Non ho mai potuto sopportare di viaggiare sui mezzi pubblici di Nuova Roma. E a ragione.
Stamane sono montato sul 99 stellato, un vapobus fermo ad un capolinea estremamente periferico, per raggiungere il centro della città.
Sul vapobus vi sono già diverse persone: casalinghe, pensionati ed un moccioso.
Poi sale uno studente trasandato, un altro vecchietto ed un omone dalla pancia straripante, con la camicia abbondantemente aperta, a scoprire la bianca canottiera.
L'omone appena entra comincia a lamentarsi del caldo infernale e a sventolarsi energicamente con le pagine di un quotidiano. Raggiunge un sedile poco più avanti del mio e vi si abbandona pesantemente. Dà una buona occhiata a tutti i passeggeri (io sono impassibile) e si rivolge a voce alta al conducente, occupato a sfogliare una rivista, chiedendogli quand'è che si sarebbe partiti.
Naturalmente l'autista l'ignora e l'uomo rivolge la sua attenzione al moccioso appollaiato in modo scomposto su un sedile vicino. Incauto, gli chiede come si chiama e quanti anni ha, si stupisce per il bel nome e per quanto è grande e grosso ed altre amenità del genere, fino a che il moccioso non dà inizio ad un frenetico e inintelligibile monologo.
L'omone si diverte un bel po' ad ascoltare quegli insopportabili sproloqui, poi si ricorda che il tempo passa e ricomincia a lamentarsi del caldo e del fatto che il vapobus non parte. Il conducente perde la pazienza e fa notare che vi sono orari di marcia da rispettare. L'omone sghignazza, dice che se ne frega e che ha fretta e che la gente deve lavorare. Tutto fra le risatine di qualche passeggero (io sono impassibile) ed il canto giocoso ed infernale del moccioso ormai scatenato.
Finalmente l'autista mette in moto, chiude i battenti delle porte in faccia ad uno sconosciuto ansimante ed il 99 stellato inizia la sua corsa. Il tempo di completare il giro della piazza, pericolosamente inclinati verso la nostra sinistra, e immediatamente l'omone si alza dal suo posto e suona il campanello di fermata. A occhio e croce neanche trenta metri di distanza, rispetto al capolinea di partenza. L'omone scende lentamente, maestoso e soddisfatto, mentre l'autista bestemmia in maniera sommessa e si intuisce che la madre del moccioso vorrebbe applaudire (io sono impassibile).

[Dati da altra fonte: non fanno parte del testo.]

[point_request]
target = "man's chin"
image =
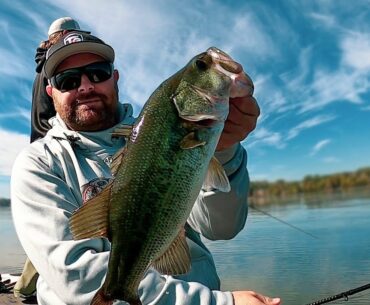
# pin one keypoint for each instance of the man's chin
(94, 121)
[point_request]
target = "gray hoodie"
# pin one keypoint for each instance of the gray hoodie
(56, 174)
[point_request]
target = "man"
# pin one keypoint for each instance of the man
(56, 174)
(42, 104)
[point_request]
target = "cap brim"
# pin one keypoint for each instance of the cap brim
(103, 50)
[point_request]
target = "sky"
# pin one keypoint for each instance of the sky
(309, 60)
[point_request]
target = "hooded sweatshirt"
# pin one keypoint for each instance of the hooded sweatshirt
(42, 104)
(56, 174)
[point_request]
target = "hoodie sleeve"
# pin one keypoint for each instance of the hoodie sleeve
(217, 215)
(157, 289)
(42, 204)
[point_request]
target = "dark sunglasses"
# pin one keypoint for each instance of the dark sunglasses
(71, 78)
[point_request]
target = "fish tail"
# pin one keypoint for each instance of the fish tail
(101, 299)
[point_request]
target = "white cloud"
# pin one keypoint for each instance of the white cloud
(307, 124)
(356, 51)
(331, 160)
(319, 145)
(10, 145)
(263, 136)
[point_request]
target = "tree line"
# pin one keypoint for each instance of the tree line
(344, 181)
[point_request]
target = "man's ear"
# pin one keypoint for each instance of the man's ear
(49, 90)
(116, 75)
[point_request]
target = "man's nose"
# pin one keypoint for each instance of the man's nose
(86, 85)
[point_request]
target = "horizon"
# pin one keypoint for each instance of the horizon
(309, 61)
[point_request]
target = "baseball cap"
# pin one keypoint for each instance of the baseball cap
(74, 43)
(63, 24)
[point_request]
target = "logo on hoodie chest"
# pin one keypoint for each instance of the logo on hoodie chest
(93, 188)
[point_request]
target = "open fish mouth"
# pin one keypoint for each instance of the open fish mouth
(242, 84)
(214, 111)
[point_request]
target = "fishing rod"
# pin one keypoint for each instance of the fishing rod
(282, 221)
(342, 295)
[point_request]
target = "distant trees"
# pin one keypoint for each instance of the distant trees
(312, 184)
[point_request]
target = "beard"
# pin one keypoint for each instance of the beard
(90, 112)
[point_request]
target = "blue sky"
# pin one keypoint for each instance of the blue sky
(309, 59)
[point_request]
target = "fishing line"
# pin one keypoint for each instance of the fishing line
(282, 221)
(343, 295)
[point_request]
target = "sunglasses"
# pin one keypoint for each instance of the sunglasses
(71, 78)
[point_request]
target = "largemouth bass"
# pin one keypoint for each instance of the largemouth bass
(159, 174)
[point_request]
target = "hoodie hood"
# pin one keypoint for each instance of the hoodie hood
(40, 58)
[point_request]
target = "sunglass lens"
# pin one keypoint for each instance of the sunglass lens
(71, 79)
(99, 73)
(68, 81)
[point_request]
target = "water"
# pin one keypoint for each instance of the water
(272, 258)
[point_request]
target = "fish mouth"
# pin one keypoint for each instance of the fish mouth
(205, 122)
(241, 83)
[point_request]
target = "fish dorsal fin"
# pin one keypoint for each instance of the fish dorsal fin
(117, 160)
(216, 177)
(122, 130)
(91, 220)
(191, 141)
(176, 259)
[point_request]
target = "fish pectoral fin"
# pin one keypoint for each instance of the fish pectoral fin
(117, 160)
(191, 141)
(91, 220)
(176, 259)
(122, 130)
(216, 177)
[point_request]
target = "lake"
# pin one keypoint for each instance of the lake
(273, 258)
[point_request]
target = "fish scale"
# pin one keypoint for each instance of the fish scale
(161, 172)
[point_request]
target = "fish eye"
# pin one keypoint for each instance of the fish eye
(201, 64)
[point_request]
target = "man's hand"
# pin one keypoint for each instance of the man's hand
(253, 298)
(241, 121)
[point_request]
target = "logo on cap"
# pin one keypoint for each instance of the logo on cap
(72, 38)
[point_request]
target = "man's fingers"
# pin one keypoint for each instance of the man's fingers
(246, 105)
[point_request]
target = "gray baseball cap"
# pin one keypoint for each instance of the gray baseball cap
(64, 24)
(74, 43)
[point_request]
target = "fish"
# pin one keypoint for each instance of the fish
(159, 174)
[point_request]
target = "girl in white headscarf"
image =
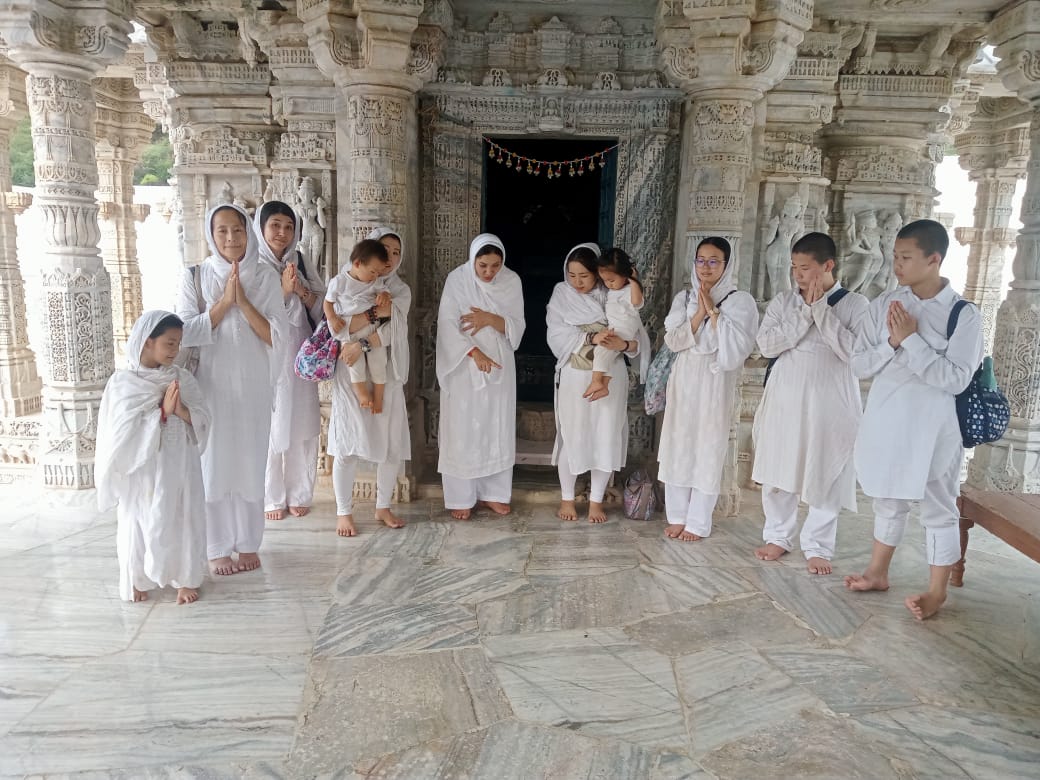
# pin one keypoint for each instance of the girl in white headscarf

La corsa riprende e ad una delle fermate successive sale una mezza dozzina di militari. Sono in tenuta d'azione, con pesanti tute mimetiche, enormi scarponi, zaini e gli elmetti coperti di foglie e di steli. Si sistemano ordinatamente, in piedi, vicino alla porta d'uscita del bus, mentre uno di loro (il capo probabilmente) prima paga i biglietti, poi li raggiunge. Sembra istruirli con brevi parole; dà loro qualche pacca cameratesca e li avverte di tenersi pronti, quindi schiaccia il pulsante di fermata.
Il vapobus si arresta e le sue porte si spalancano: uno alla volta i soldati saltano, gridando ognuno il proprio nome ad alta voce. Il capo osserva il loro volo soddisfatto, dà un'ultima controllata al suo paracadute e si getta urlando il motto del corpo. Il 99 stellato riparte.
Di fronte a me, un giovanotto dalle trecce color indaco, appena salito, mi lancia un'occhiata di odio spontaneo e torna ad ascoltare il bollettino d'inquinamento allucinogeno sul suo videofonino da polso. Il bastardo tecnologico ha un guinzaglio intorno al polso sinistro e un cucciolo di mini dalmata viola, griffato, che spunta da una tascone della sua casacca termoadattiva, griffata.
Ne ho abbastanza e decido di scendere alla prossima fermata. Tra l'altro il moccioso sbraita da un'eternità un'unica, ossessionante strofa di canzonetta (la mia palpebra sinistra trema in modo irritante).
Deciso, apro la mia valigetta ventiquattrore, tiro fuori la ciambella informe e la gonfio, soffiando con impazienza. Quando è pronta mi alzo e me la passo sopra la testa, in modo che mi cinga per bene la vita. Suono il pulsante di fermata e attendo. Preferisco farmi il resto del tragitto a mollo, piuttosto che restare ancora in questa gabbia di matti.
Il moccioso continua a cantare a squarciagola. Spero solo che l'acqua non sia fredda.